Philanthropic investments can be significantly bolstered through collaboration and partnerships. Rasmuson Foundation encourages and promotes funding partnerships, and seeks to maximize “outside” funder interest in Alaska organizations. Part of each proposal’s evaluation in our own grantmaking includes a review of which partners and funders are at the table. Are stakeholders invested in the project? Is there anyone missing? These are important questions in helping to determine the potential success of a project.
The value of funder collaboration comes in many forms, with some of the most obvious benefits including:
- greater funding capacity;
- stronger community and partner investment and buy-in;
- increased potential for sustainability; and,
- expanded communication channels for broader engagement.
One national funder that is seeking out opportunities to collaborate with local funders like Rasmuson Foundation is the Robert Wood Johnson Foundation. Its Local Funding Partnerships (LFP) program provides matching support for innovative, original programs that are collaborative and community-based, and that show promise to improve the health of vulnerable people in their communities. LFP operates with the belief that the long-term potential for local programs developed to serve local needs could be significantly enhanced if a national foundation partners with local funders to leverage their combined resources.

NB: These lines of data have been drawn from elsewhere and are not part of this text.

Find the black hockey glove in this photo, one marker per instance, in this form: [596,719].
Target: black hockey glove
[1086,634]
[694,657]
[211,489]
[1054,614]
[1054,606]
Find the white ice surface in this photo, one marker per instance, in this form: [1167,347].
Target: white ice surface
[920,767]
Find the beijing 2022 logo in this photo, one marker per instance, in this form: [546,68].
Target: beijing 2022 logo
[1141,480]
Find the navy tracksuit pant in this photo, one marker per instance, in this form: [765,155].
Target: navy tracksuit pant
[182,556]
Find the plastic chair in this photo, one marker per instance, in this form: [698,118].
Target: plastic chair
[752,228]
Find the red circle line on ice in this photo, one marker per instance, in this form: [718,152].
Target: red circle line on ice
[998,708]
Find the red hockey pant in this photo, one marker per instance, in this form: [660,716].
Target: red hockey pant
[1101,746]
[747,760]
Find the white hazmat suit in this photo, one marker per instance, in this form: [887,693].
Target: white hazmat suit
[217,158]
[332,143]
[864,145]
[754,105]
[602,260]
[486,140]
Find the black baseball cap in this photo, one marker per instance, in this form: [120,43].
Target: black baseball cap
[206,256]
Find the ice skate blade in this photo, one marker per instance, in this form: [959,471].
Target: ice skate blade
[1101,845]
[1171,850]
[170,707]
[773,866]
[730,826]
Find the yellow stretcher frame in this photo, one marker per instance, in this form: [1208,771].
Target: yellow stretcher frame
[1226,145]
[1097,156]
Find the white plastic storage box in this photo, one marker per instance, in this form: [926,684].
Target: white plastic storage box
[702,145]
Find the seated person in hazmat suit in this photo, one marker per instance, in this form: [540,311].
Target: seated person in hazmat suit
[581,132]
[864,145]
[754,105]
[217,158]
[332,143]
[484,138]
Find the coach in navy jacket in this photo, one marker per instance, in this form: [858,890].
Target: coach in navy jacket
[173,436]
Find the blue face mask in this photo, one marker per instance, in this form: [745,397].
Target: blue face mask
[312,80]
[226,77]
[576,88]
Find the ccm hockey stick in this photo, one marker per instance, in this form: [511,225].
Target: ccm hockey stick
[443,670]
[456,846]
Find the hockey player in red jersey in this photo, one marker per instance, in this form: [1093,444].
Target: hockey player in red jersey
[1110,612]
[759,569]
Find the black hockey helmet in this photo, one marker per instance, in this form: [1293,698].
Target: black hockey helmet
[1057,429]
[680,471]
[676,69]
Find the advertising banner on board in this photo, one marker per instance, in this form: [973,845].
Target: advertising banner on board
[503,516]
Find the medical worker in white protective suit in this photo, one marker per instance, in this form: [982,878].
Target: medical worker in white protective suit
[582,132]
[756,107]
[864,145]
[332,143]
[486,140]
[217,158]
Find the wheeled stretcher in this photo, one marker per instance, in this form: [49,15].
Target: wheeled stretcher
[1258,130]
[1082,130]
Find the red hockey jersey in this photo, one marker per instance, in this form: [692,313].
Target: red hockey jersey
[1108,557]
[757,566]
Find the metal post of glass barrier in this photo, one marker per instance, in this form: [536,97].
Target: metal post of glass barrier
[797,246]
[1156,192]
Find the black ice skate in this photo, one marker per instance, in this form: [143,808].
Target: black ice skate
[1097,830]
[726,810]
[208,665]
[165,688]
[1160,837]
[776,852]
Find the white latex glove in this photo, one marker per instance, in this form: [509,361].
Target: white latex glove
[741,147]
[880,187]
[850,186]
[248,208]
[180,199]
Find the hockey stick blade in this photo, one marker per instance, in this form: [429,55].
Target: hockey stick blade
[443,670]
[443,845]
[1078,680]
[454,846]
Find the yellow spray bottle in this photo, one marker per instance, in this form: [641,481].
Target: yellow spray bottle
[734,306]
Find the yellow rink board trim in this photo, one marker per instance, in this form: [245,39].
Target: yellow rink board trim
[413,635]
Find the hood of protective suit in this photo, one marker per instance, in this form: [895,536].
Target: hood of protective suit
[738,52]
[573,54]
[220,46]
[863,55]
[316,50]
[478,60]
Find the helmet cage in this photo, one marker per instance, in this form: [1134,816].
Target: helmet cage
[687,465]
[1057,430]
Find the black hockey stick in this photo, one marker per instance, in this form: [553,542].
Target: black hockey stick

Since 1988, LFP has awarded over $116 million in matching grants and funded 312 projects together with more than 1,200 local funding partners to support innovative health and health care projects. These projects have challenged established practices, engaged new coalitions and offered ambitious improvements in systems and services.
As part of the application process, organizations are required to work with a local funder that will nominate the project for LFP consideration. Rasmuson Foundation participated in the nomination process for three Alaska organizations:
- Cook Inlet Tribal Council’s Chanlyut program, a therapeutic residential community offers a path out of substance abuse, crime and homelessness;
- Alaska Native Tribal Health Consortium, for the Dental Health Aid Therapist program, which trains mid-level providers who are supervised by dentists to provide dental care in rural communities;
- Southcentral Foundation for Dena A Coy, a transitional program for substance abusing post-partum women.
If you work for an organization that is focused on this kind of work, and you believe that a project meets the eligibility criteria for LFP funding, here’s what you should do:
- Learn more about the LFP program and deadlines at the program website.
- Plan to attend one of the LFP program’s upcoming informational teleconferences scheduled for May 13 and May 18 at 10 a.m. AST.
- Contact a Rasmuson Foundation Program Officer (or another local funder with whom your organization has a relationship) to discuss if the Foundation might be an appropriate nominator for your proposal.
For those who follow our blog posts, you might recall that we wrote about LFP when Program Director Polly Seitz made a visit to Alaska in November 2008. During that visit she emphasized the importance of collaboration and encouraged Alaska organizations to strongly consider LFP as a resource to achieve funding partnerships and project success.
So now it’s up to we Alaskans to take the next step.